Manado, MANADONEWS –
Jabatan Kepala Daerah Kabupaten Kepulauan Sangihe periode 2017-2022 resmi berakhir. Tongkat komando kini diemban dr Rinny Tamuntuan.
Kepala Dinas Sosial Daerah Provinsi Sulawesi Utara (Sulut) itu dipercayakan sebagai Penjabat Bupati Kepulauan Sangihe.
Penugasan ini tertuang dalam Surat Keputusan Menteri Dalam Negeri Nomor: 131.71-1181 Tahun 2022.
Sebelumnya juga Mendagri telah memberhentikan dengan hormat Bupati Sangihe periode 2017-2022 Jabes Ezar Gaghana lewat SK Nomor: 131.71-1147 Tahun 2022.
Atas kepercayaan ini, dr Rinny mengaku mendapatkan tugas yang sangat berat. Meski begitu dia akan menjalankan amanat demi kesejahteraan masyarakat Sangihe.
“Tapi saya yakin dan percaya bisa menjalankan tugas demi kesejahteraan masyarakat Sangihe dalam rangka mewujudkan Sangihe yang maju dan hebat,” imbuhnya.
Selain dr Rinny, di hari yang sama pula Gubernur Sulut Olly Dondokambey atas nama Presiden RI melantik Ir Limi Mokodompit sebagai Pj Bupati Bolaang Mongondow. Kepala Dinas Lingkungan Hidup Sulut ini diangkat lewat Keputusan Mendagri Nomor 131.71-1182 Tahun 2022.
Dosen Ilmu Politik Universitas Sam Ratulangi (Unsrat), Ferry Daud Liando, mengatakan Limi Mokodompit dan Rinny Tamuntuan yang akan menjabat di atas 2 tahun memiliki kewenangan yang besar.
“Di antaranya, bersama DPRD dapat membahas dan menetapkan Peraturan Daerah atau Perda,” jelas Ferry Liando kepada wartawan Manadonews.co.id di Manado, Minggu sore.
Ferry Liando menambahkan, dalam hal mengisi jabatan eselon 2 yang lowong dikarenakan pejabat lama memasuki masa pensiun, meninggal dunia atau bermasalah hukum, kedua penjabat diberikan kewenangan.
“Namun dari semua kewenangan yang besar itu, dua penjabat bupati dilarang untuk melakukan empat hal,” tukas Liando.
Ke 4 hal tersebut, menurut Liando, yakni dilarang melakukan mutasi pejabat, dilarang mengusulkan pemekaran daerah, dilarang membatalkan perizinan yang telah dilakukan pejabat kepala daerah terdahulu dan dilarang membuat kebijakan yang terkesan membatalkan kebijakan yang telah ditetapkan kepala daerah terdahulu.
“Meski dilarang, namun dalam kondisi mendesak penjabat bupati dapat saja melakukan larangan itu sepanjang mendapat persetujuan Mendagri,” jelas Ferry Liando.

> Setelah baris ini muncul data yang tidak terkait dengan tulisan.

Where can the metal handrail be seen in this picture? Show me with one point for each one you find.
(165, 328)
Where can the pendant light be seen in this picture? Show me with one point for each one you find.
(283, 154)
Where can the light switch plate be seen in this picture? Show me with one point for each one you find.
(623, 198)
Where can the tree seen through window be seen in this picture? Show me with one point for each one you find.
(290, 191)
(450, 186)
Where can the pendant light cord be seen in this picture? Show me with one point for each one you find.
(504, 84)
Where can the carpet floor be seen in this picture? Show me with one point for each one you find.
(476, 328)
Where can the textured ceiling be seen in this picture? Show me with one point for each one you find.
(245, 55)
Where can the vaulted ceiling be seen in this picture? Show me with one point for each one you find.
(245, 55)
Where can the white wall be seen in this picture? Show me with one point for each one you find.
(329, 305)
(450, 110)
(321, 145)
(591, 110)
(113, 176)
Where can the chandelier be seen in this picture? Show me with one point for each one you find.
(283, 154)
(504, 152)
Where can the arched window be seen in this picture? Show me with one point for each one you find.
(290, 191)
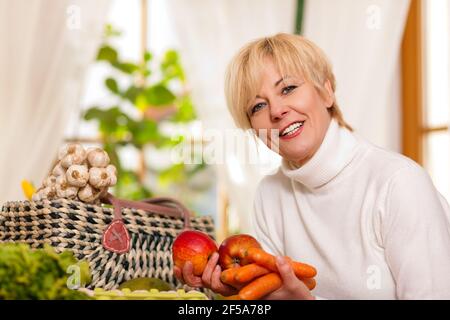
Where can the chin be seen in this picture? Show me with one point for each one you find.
(297, 156)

Meskipun tidak diatur berapa tahun maksimal dan minimal berapa lama seorang pejabat menjadi penjabat bupati, namun disarankan Liando, gubernur dapat melakukan evakuasi setiap 5 bulan.

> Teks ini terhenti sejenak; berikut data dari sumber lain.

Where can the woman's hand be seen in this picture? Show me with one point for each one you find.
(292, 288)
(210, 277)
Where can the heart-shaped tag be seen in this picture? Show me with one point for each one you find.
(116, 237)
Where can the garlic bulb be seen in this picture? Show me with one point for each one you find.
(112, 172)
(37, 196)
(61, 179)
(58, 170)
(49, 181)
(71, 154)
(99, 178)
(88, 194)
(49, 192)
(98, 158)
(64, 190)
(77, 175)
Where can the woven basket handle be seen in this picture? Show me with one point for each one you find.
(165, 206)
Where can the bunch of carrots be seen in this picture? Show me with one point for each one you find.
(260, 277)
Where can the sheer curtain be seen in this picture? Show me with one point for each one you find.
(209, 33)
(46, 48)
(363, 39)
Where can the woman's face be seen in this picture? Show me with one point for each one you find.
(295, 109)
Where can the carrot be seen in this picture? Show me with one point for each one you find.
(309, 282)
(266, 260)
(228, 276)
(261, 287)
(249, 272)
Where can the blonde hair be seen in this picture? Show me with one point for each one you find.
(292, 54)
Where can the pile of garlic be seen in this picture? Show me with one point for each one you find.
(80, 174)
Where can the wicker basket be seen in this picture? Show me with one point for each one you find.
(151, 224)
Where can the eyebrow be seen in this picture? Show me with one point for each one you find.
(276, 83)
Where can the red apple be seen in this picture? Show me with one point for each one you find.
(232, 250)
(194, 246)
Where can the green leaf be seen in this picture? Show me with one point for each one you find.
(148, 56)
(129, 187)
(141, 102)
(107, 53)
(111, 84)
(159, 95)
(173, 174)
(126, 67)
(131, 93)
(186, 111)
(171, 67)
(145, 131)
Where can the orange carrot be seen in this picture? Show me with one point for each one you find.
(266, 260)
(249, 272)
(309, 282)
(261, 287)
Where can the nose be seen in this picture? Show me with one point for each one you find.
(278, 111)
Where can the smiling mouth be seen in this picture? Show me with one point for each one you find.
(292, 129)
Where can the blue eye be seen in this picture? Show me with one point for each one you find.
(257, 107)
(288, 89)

“Dengan mempertimbangkan penilaian dan masukan DPRD setempat,” kata Liando.
Tugas pertama yang harus dilakukan penjabat bupati, kata Liando, pertama melakukan konsolidasi birokrasi. Penjabat harus mengenal karakter dan budaya birokrasi di mana dia ditempatkan.
“Harus tahu kemampuan SDM yang dimiliki birokrasinya. Hambatan dan kekuatan yang dimiliki jajaran birokrasinya,” tutur Liando.
Kedua, komunikasi politik dengan DPRD sebagai mitra kerja penjabat bupati.
“Tanpa relasi yang baik dengan DPRD maka sehebat apapun yang dimiliki seorang penjabat tidak akan berarti apa-apa jika komunikasi politik tidak dibangun dengan DPRD,” kata Liando.
Ketiga, adaptasi sosial. Penjabat harus langsung terjun ke masyarakat. Sebab tidak semua masyarakat mengenal siapa penjabat bupati.
“Apalagi penjabat bupati tidak melalui proses pemilihan langsung (by election) tetapi hanya ditunjuk (by appointed),” pungkas Ferry Liando.